The Geico gecko once said “Do what you love and you’ll never have to work a day in your life.” I have to say, I agree. I have a day job, sure, and THAT’S work (long, hard, menial, thankless work), but writing? Writing is like recess. The worst nine hours I’ve ever spent writing are still better than nine hours anywhere else. Writing is…well, writing is just tops, and I’m saying this twelve years in; though my first story wasn’t published until 2010, I’ve been at it, in one form or another, since 2002. That’s a long time. But you know what? Time flies when you’re having fun.
This is my latest short story, written just this morning. I haven’t even edited it yet.
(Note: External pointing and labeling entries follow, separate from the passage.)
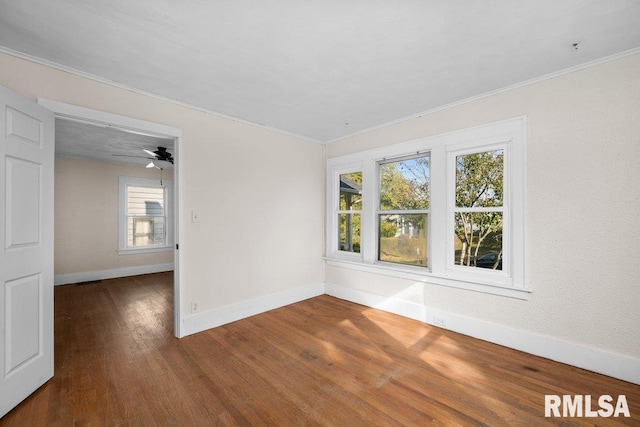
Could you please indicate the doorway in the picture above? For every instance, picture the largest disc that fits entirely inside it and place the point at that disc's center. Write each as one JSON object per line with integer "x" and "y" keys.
{"x": 145, "y": 132}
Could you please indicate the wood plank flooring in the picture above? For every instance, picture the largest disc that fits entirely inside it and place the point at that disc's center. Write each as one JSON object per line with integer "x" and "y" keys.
{"x": 323, "y": 361}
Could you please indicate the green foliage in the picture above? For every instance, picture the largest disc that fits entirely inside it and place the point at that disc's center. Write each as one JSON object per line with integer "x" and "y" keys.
{"x": 404, "y": 185}
{"x": 388, "y": 229}
{"x": 479, "y": 183}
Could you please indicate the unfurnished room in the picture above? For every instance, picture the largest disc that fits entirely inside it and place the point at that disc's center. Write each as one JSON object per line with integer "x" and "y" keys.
{"x": 319, "y": 213}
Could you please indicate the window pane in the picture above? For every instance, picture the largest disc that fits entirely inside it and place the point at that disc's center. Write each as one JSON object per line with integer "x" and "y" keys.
{"x": 145, "y": 201}
{"x": 479, "y": 179}
{"x": 351, "y": 191}
{"x": 403, "y": 239}
{"x": 478, "y": 239}
{"x": 349, "y": 232}
{"x": 405, "y": 184}
{"x": 146, "y": 220}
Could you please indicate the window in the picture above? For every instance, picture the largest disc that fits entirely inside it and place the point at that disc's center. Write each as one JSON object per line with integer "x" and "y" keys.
{"x": 446, "y": 210}
{"x": 145, "y": 211}
{"x": 349, "y": 211}
{"x": 478, "y": 209}
{"x": 403, "y": 211}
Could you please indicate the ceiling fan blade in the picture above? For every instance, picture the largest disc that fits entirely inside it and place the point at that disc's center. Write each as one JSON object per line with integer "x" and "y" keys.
{"x": 137, "y": 157}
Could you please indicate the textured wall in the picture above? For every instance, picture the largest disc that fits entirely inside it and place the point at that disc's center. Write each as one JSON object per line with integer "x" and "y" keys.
{"x": 86, "y": 217}
{"x": 259, "y": 192}
{"x": 583, "y": 198}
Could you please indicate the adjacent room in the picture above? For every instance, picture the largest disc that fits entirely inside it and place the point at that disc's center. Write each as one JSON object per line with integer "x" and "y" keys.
{"x": 319, "y": 213}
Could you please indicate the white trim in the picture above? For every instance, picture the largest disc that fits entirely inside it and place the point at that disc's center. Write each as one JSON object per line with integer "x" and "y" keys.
{"x": 88, "y": 276}
{"x": 199, "y": 322}
{"x": 123, "y": 183}
{"x": 509, "y": 135}
{"x": 418, "y": 274}
{"x": 99, "y": 79}
{"x": 85, "y": 114}
{"x": 619, "y": 366}
{"x": 529, "y": 82}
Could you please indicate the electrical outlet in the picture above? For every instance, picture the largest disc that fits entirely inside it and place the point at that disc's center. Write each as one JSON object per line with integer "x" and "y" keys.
{"x": 440, "y": 321}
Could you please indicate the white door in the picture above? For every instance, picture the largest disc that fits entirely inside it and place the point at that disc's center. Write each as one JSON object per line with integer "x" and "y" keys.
{"x": 26, "y": 254}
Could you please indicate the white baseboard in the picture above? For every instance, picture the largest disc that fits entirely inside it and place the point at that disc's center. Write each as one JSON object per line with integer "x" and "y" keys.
{"x": 88, "y": 276}
{"x": 199, "y": 322}
{"x": 614, "y": 365}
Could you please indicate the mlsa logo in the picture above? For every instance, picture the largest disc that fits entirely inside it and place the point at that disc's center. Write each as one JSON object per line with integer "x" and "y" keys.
{"x": 580, "y": 406}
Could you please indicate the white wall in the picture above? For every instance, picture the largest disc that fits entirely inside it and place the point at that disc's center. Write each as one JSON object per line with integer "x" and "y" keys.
{"x": 259, "y": 192}
{"x": 583, "y": 198}
{"x": 86, "y": 218}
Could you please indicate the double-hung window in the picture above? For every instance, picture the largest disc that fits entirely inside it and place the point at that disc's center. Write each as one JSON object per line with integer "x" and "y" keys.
{"x": 145, "y": 215}
{"x": 447, "y": 210}
{"x": 403, "y": 210}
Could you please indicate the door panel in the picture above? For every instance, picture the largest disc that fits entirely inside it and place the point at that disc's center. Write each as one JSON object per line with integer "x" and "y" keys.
{"x": 26, "y": 251}
{"x": 23, "y": 203}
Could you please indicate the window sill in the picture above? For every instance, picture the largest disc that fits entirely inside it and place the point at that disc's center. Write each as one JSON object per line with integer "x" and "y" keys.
{"x": 131, "y": 251}
{"x": 432, "y": 278}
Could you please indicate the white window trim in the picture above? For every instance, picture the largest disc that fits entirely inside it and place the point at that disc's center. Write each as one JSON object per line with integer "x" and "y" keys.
{"x": 123, "y": 183}
{"x": 509, "y": 135}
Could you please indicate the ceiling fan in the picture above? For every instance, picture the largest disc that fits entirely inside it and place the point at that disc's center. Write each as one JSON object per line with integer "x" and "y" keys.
{"x": 160, "y": 154}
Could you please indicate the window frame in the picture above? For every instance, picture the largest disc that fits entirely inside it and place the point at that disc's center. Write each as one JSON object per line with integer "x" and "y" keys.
{"x": 124, "y": 182}
{"x": 379, "y": 211}
{"x": 508, "y": 135}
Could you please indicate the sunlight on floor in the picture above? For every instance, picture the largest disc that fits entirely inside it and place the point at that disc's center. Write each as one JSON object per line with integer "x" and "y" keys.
{"x": 408, "y": 338}
{"x": 451, "y": 367}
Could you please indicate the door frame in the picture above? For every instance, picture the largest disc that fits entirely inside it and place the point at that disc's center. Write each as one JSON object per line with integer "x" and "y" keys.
{"x": 73, "y": 112}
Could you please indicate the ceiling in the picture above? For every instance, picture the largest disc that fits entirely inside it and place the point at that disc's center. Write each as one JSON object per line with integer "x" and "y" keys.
{"x": 108, "y": 144}
{"x": 319, "y": 69}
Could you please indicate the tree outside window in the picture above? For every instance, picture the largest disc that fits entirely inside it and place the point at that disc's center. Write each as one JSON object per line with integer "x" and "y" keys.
{"x": 479, "y": 209}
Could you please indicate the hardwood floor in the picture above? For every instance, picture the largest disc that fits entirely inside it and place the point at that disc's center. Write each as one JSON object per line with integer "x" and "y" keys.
{"x": 323, "y": 361}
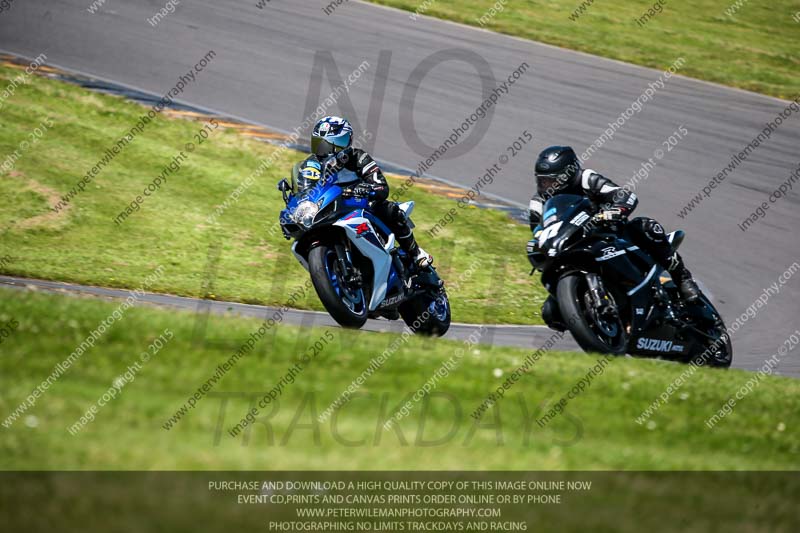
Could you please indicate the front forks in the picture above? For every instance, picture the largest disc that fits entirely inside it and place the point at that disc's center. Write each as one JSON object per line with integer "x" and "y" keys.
{"x": 605, "y": 306}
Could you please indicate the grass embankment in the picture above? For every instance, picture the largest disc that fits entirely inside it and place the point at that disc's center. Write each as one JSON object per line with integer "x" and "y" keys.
{"x": 83, "y": 244}
{"x": 596, "y": 431}
{"x": 755, "y": 48}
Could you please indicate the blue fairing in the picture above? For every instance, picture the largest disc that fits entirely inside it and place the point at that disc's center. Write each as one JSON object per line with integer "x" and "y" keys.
{"x": 326, "y": 192}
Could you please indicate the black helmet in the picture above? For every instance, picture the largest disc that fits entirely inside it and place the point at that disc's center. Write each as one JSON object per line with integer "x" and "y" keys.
{"x": 331, "y": 135}
{"x": 556, "y": 169}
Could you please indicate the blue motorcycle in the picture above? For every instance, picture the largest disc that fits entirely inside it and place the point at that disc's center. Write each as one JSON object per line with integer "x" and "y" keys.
{"x": 356, "y": 267}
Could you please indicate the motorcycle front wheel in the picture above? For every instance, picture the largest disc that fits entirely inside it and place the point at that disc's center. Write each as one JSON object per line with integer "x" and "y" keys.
{"x": 428, "y": 314}
{"x": 346, "y": 303}
{"x": 591, "y": 331}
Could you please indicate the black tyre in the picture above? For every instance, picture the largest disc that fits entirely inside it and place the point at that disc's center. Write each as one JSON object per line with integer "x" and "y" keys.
{"x": 347, "y": 305}
{"x": 428, "y": 314}
{"x": 591, "y": 332}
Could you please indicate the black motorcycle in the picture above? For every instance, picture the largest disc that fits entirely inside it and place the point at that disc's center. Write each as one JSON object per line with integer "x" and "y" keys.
{"x": 613, "y": 297}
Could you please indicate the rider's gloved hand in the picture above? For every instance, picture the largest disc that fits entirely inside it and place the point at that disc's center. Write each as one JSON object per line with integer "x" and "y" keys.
{"x": 613, "y": 214}
{"x": 364, "y": 191}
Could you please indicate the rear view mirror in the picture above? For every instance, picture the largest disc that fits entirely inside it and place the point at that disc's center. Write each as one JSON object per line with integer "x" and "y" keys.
{"x": 284, "y": 187}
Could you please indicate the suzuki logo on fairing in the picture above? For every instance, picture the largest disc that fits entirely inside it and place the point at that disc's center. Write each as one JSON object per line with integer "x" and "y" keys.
{"x": 655, "y": 345}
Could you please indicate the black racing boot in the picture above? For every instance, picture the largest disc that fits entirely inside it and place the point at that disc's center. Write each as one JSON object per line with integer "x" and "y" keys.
{"x": 683, "y": 278}
{"x": 420, "y": 257}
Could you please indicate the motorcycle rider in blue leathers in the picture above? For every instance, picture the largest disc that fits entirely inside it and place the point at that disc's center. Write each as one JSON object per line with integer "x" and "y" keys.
{"x": 334, "y": 136}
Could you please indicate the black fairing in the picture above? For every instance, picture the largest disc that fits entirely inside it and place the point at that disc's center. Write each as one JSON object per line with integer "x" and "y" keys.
{"x": 570, "y": 242}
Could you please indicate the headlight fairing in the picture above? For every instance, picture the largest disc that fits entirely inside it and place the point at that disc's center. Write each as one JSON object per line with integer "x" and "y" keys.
{"x": 305, "y": 212}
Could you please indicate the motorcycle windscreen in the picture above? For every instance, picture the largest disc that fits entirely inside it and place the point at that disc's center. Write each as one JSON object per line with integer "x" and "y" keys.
{"x": 561, "y": 207}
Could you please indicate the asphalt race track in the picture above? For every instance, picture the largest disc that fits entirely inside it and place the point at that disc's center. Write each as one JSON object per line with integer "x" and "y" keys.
{"x": 263, "y": 69}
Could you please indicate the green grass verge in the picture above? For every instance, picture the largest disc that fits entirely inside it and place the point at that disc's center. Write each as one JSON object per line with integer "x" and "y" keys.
{"x": 596, "y": 431}
{"x": 755, "y": 49}
{"x": 83, "y": 244}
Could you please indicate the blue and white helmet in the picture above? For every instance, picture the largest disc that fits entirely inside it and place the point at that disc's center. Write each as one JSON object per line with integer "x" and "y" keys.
{"x": 331, "y": 135}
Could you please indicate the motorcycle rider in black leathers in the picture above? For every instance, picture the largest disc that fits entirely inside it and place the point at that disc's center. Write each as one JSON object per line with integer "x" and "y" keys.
{"x": 558, "y": 171}
{"x": 334, "y": 136}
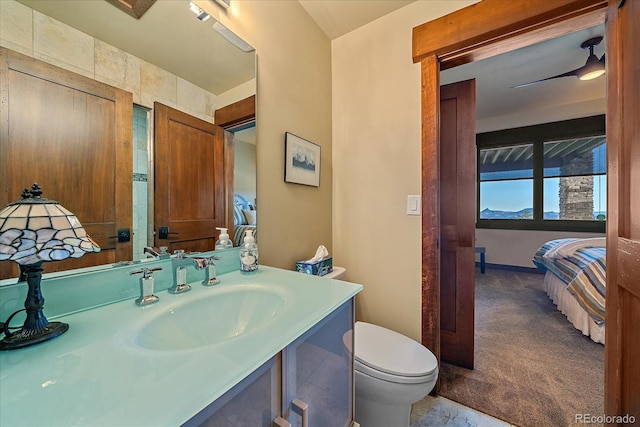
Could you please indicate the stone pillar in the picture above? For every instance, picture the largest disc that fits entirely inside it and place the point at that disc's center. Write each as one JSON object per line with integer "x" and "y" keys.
{"x": 576, "y": 192}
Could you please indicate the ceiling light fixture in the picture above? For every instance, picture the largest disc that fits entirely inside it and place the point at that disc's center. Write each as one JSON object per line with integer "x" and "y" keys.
{"x": 232, "y": 38}
{"x": 198, "y": 11}
{"x": 594, "y": 67}
{"x": 224, "y": 3}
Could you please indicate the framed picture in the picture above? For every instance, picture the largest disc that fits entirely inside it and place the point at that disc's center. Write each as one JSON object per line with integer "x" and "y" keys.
{"x": 301, "y": 161}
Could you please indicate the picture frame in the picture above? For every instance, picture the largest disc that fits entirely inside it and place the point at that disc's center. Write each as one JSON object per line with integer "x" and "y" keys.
{"x": 301, "y": 161}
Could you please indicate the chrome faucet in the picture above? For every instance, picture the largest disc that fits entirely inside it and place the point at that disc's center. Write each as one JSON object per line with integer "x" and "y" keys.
{"x": 157, "y": 253}
{"x": 180, "y": 263}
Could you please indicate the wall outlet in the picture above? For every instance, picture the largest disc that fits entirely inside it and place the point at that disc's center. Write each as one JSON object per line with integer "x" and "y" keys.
{"x": 414, "y": 204}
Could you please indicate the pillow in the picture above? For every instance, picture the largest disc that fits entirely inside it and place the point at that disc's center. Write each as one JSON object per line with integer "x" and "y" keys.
{"x": 238, "y": 216}
{"x": 250, "y": 216}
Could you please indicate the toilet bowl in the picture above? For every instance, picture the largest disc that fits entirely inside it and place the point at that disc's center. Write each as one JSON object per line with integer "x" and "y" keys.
{"x": 392, "y": 372}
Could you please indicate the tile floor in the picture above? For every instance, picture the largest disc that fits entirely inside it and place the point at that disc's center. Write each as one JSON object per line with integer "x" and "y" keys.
{"x": 442, "y": 412}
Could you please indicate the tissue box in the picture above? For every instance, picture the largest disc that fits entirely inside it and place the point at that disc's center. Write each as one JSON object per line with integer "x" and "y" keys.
{"x": 318, "y": 268}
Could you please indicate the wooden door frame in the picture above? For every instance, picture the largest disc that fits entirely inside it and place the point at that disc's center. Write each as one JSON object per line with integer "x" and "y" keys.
{"x": 484, "y": 29}
{"x": 228, "y": 117}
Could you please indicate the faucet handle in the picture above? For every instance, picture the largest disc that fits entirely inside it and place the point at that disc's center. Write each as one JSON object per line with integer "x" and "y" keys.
{"x": 179, "y": 253}
{"x": 146, "y": 285}
{"x": 146, "y": 272}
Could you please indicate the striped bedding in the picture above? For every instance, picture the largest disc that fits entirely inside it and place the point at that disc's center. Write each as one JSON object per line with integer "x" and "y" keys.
{"x": 581, "y": 265}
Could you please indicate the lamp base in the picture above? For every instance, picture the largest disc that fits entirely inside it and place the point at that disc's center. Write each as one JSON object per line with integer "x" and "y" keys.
{"x": 17, "y": 340}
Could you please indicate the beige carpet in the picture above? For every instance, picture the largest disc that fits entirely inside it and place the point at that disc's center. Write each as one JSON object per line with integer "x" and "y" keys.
{"x": 532, "y": 367}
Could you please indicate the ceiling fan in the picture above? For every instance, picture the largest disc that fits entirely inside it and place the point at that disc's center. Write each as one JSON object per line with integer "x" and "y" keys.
{"x": 593, "y": 68}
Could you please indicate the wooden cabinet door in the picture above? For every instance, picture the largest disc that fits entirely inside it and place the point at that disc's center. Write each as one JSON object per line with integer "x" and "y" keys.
{"x": 72, "y": 135}
{"x": 457, "y": 222}
{"x": 189, "y": 199}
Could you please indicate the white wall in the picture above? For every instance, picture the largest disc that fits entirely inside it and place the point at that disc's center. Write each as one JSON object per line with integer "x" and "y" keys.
{"x": 376, "y": 164}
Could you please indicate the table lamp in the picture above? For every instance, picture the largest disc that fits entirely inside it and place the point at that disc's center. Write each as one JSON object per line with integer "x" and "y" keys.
{"x": 32, "y": 231}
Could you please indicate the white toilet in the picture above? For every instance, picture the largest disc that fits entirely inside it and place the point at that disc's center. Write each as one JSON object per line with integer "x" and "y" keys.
{"x": 392, "y": 372}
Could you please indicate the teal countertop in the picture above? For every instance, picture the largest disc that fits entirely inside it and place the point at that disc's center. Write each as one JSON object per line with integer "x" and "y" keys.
{"x": 97, "y": 375}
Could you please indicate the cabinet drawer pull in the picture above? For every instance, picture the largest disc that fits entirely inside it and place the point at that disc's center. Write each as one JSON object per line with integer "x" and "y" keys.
{"x": 281, "y": 422}
{"x": 302, "y": 409}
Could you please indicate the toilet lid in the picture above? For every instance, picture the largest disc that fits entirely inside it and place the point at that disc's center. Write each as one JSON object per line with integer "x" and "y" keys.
{"x": 389, "y": 352}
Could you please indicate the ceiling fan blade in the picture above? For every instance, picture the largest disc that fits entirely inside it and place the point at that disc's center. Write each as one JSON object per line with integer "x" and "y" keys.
{"x": 567, "y": 74}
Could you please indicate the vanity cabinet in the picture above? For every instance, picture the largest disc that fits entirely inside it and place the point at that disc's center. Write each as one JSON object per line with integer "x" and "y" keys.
{"x": 308, "y": 384}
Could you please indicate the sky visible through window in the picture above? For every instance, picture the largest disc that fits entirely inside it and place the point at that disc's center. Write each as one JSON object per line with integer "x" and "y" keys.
{"x": 515, "y": 195}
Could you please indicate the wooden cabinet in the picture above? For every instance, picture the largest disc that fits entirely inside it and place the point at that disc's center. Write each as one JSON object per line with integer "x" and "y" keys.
{"x": 308, "y": 384}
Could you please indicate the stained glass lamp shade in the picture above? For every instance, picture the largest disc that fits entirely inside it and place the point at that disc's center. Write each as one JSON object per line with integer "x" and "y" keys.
{"x": 32, "y": 231}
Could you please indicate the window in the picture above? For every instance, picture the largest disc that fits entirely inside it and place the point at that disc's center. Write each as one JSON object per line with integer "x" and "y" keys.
{"x": 544, "y": 177}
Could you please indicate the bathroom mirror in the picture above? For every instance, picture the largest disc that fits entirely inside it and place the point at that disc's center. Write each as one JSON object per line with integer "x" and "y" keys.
{"x": 169, "y": 36}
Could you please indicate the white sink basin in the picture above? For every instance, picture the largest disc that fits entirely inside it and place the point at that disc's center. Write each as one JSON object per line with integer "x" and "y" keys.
{"x": 223, "y": 314}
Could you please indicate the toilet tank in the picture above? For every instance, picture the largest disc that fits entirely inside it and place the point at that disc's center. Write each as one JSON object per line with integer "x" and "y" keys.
{"x": 339, "y": 273}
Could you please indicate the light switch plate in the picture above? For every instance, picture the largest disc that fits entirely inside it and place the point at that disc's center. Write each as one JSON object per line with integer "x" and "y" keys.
{"x": 414, "y": 205}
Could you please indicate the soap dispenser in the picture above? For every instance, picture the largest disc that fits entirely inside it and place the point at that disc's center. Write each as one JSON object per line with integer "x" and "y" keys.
{"x": 249, "y": 254}
{"x": 223, "y": 241}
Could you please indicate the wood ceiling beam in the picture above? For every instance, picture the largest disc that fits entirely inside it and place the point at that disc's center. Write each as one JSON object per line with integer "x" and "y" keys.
{"x": 456, "y": 42}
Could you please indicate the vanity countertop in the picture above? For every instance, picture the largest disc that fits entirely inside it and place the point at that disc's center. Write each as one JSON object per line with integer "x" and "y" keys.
{"x": 96, "y": 374}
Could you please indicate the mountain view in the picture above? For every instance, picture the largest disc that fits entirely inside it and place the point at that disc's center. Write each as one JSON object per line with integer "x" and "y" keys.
{"x": 527, "y": 213}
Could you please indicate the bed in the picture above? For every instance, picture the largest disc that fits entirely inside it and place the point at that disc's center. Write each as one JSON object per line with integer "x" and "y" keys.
{"x": 575, "y": 280}
{"x": 244, "y": 218}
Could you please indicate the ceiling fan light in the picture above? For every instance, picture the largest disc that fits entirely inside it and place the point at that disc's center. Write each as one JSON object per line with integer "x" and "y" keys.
{"x": 592, "y": 69}
{"x": 198, "y": 11}
{"x": 590, "y": 75}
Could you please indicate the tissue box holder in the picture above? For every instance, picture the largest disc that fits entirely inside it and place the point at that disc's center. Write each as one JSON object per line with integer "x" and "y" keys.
{"x": 318, "y": 268}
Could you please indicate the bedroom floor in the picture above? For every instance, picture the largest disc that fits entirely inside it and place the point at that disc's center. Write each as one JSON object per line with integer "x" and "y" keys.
{"x": 532, "y": 367}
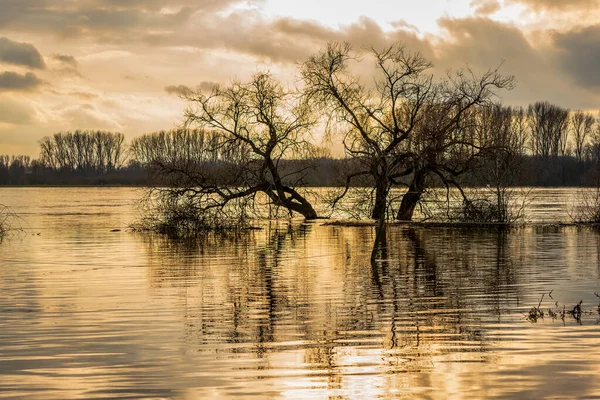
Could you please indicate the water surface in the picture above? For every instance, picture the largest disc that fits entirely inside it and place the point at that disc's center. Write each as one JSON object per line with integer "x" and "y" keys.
{"x": 292, "y": 311}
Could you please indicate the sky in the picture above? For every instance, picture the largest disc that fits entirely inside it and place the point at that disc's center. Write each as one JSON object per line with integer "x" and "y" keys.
{"x": 119, "y": 65}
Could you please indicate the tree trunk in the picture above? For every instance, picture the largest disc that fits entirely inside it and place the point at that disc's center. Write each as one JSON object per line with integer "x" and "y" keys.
{"x": 411, "y": 198}
{"x": 381, "y": 191}
{"x": 295, "y": 202}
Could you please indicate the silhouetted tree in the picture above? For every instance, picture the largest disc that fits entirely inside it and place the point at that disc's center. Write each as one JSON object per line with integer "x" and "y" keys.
{"x": 266, "y": 123}
{"x": 95, "y": 152}
{"x": 549, "y": 129}
{"x": 582, "y": 125}
{"x": 408, "y": 127}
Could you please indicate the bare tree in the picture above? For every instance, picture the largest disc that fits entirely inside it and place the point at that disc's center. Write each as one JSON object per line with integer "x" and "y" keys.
{"x": 408, "y": 127}
{"x": 549, "y": 129}
{"x": 96, "y": 152}
{"x": 250, "y": 128}
{"x": 582, "y": 125}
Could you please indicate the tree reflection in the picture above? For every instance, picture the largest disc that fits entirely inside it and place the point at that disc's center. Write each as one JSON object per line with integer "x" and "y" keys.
{"x": 310, "y": 294}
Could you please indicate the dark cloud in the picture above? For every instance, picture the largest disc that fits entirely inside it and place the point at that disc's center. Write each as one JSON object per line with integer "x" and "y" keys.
{"x": 557, "y": 5}
{"x": 12, "y": 81}
{"x": 578, "y": 53}
{"x": 22, "y": 54}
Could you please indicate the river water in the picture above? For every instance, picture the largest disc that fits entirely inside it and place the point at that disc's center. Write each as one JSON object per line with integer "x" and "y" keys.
{"x": 90, "y": 310}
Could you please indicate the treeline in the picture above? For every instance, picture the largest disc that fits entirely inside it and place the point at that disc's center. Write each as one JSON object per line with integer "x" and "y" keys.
{"x": 554, "y": 146}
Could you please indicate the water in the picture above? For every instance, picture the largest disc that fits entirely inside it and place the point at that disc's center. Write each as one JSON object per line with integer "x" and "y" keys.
{"x": 292, "y": 311}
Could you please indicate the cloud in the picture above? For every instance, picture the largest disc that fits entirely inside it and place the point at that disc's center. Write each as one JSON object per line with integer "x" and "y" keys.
{"x": 485, "y": 7}
{"x": 66, "y": 65}
{"x": 557, "y": 5}
{"x": 88, "y": 116}
{"x": 15, "y": 112}
{"x": 12, "y": 81}
{"x": 178, "y": 90}
{"x": 578, "y": 53}
{"x": 66, "y": 60}
{"x": 402, "y": 24}
{"x": 21, "y": 54}
{"x": 103, "y": 20}
{"x": 182, "y": 90}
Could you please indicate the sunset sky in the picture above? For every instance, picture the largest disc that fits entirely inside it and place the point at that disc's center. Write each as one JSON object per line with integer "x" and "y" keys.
{"x": 119, "y": 64}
Tell me what you think!
By Joseph Rubas
I don’t know when it started. Months ago, maybe, possibly even years. Time quickly loses all meaning in the sun bleached Mojave. Suffice it to say, I’ve been here a long time, living in the caves overlooking the slow, placid river and the distant interstate, typically lost in the shimmering desert heat like a mirage on the horizon. Sometimes at night I see headlights.
I don’t remember how it all began, the first time, but our people overran theirs long ago, enslaved them, used them, pushed them underground. Then one day, as we slept, they rose up, coming out of the woodwork like cockroaches, burning our cities, chopping our heads off, melting us with great blasts of water. I was in Los Angeles when the uprising began, asleep in my bungalow on the beach. I was awakened not long after drifting off to the sound of running feet, yelling, and gunfire. For hours I laid in darkness, listening. When day turned to night, I rose and went to the window. Most of my block had been burned, but a thunderstorm doused the flames before they reached me. Now the streets were quiet, deserted. They were hiding.
Over the next several weeks their marauding march continued. Cities fell. Governments collapsed. Chaos reigned in the streets. Some of us got out in time. Others boarded themselves in their homes and died.
I left L.A. On the last day of June, bound for Utah. By the time I was entering the Mojave, the radio, which was on a station out of Vegas, went dead.
Minutes later, a man came on, one of them. “The resistance triumphs! Vegas has fallen! The White House burns! Death to the vampires!”
In terror, I abandoned my car and fled into the desert, where I’ve been ever since.